What is the mechanism of denosumab?

A

it is a floating RANKL receptor - binds RANKL, which decreases osteoclast formation, activity, and survival.

33
Q

How is denosumab administered?

A

One sub q injection every 4 weeks

34
Q

Contraindications for bisphosphonates - 1

A

kidney disease (creatinine

35
Q

contraindications for denosumab

A

high risk of neoplasia
immunocompromised

This is because RANKL plays a role in the immune system.

36
Q

How does teriparatide work?

A

It treats osteoporosis by mimicking PTH, leading to increased osteoblast maturation, and increasing osteoblast function.
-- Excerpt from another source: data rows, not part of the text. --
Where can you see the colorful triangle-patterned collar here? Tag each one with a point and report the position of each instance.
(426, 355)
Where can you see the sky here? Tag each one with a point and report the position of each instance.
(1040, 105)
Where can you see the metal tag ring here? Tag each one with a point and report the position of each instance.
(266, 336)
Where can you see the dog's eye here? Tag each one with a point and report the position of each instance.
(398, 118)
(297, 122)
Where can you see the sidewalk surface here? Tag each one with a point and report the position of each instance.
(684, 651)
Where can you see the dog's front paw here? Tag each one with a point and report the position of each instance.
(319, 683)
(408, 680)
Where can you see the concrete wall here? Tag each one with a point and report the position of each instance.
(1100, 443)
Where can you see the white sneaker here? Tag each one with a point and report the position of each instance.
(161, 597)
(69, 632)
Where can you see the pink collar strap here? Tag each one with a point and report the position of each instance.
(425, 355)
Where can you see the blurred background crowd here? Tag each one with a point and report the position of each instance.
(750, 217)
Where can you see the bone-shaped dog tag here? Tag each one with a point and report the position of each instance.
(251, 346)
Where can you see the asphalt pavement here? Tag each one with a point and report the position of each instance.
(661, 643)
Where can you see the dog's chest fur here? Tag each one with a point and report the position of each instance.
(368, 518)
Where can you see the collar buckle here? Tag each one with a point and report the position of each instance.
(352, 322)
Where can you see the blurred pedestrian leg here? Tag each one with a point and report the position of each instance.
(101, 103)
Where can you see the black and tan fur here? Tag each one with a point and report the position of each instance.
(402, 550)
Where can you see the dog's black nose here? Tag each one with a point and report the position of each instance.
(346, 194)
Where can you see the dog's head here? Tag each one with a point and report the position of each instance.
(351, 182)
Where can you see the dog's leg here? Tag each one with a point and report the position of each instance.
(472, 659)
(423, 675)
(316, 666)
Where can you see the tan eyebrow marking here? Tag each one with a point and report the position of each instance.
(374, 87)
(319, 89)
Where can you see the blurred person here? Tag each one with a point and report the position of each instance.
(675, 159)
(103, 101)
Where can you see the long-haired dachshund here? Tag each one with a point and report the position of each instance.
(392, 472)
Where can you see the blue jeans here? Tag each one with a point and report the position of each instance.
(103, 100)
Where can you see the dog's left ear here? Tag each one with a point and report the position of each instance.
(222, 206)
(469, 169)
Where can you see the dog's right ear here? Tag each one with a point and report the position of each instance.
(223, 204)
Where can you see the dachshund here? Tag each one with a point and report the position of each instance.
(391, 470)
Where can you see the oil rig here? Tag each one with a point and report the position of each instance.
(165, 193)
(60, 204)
Remember - paratide = synthetic parathyroid hormone

37
Q

How is teriparatide administered?

A

daily sub-q injection

38
Q

When is teriparatide given?

A

it is generally given only in the most severe cases, or in the case of antiresorptive failure/ contraindication. This is due to the 2 year treatment limit/ risk of osteosarcoma.

39
Q

Contraindications for teriparatide

A
  • those at higher risk of osteosarcoma (Paget disease, kids, )
  • cancer within 5 years
  • elevated PTH
40
Q

How should teriparatide be given, long term?

A

2 year treatment limit!
Follow-up treatment with an anti-resorptive this prevents loss of the gained bone density and actually adds even more bone density. .

41
Q

68 year old woman comes in. She is given a DXA scan, diagnosed with osteoporosis. Looking for secondary causes. You come across a high calcium level. What is the most likely condition that could cause both the high calcium and the osteoporosis?

A

Primary hyperparathyroidism.

42
Q

what are the two categories of hypercalcemia?

A

PTH - dependent and PTH - independent

43
Q

Healthy woman, lab shows high calcium. What lab should you order next?

A

PTH. Always PTH, to categorize PTH independent vs dependent.

44
Q

What are the main conditions that cause PTH dependent hypercalcemia?

A

There is one - primary hyperparathyroidism.

But FHH (familial hypocalciuric hypercalcemia) mimics primary hyperparathyroidism, so watch out.

45
Q

What is Familial hypocalciuric hypercalcemia (FHH)??

A

It is a disease caused by an inactivating mutation in the CaSR (calcium sensing receptor gene).

46
Q

How is FHH differentiated from primary hyperparathyroidism?

A

FHH has very low urinary calcium, primary hyperparathyroidism does not! This is the main difference.

47
Q

What are causes of PTH independent hypercalcemia?

A
  • Malignancy (#1 cause in hospitalized patients)
  • granulomatous disease
  • vitamin A or vitamin D toxicity
  • immobilization for long periods of time
  • milk alkali syndrome (too much Ca intake)
48
Q

68 year old woman with calcium of 10.8 (normal 8.5-10.5).

Her PTH is 53 (normal 10-65).

PTH independent or dependent?

Which lab should be ordered next?

A

PTH dependent - PTH should be low trying to compensate for high calcium!! “Abnormal normal”

24 hr Urine calcium (to rule out FHH)

49
Q

Explain the mechanism of familial hypocalciuric hypercalcemia.

A

sensors in the kidney don’t work, so the kidney thinks you’re hypocalcemic and absorbs all your calcium.

Sensors in the parathyroid gland don’t work, so it cannot change the PTH to react to the hypercalcemia. PTH may be normal or slightly high. .

50
Q

T/F - FHH is a harmful disease with bad prognosis.

A

False, No bad sequelae are seen, “reset of normal” - no treatment.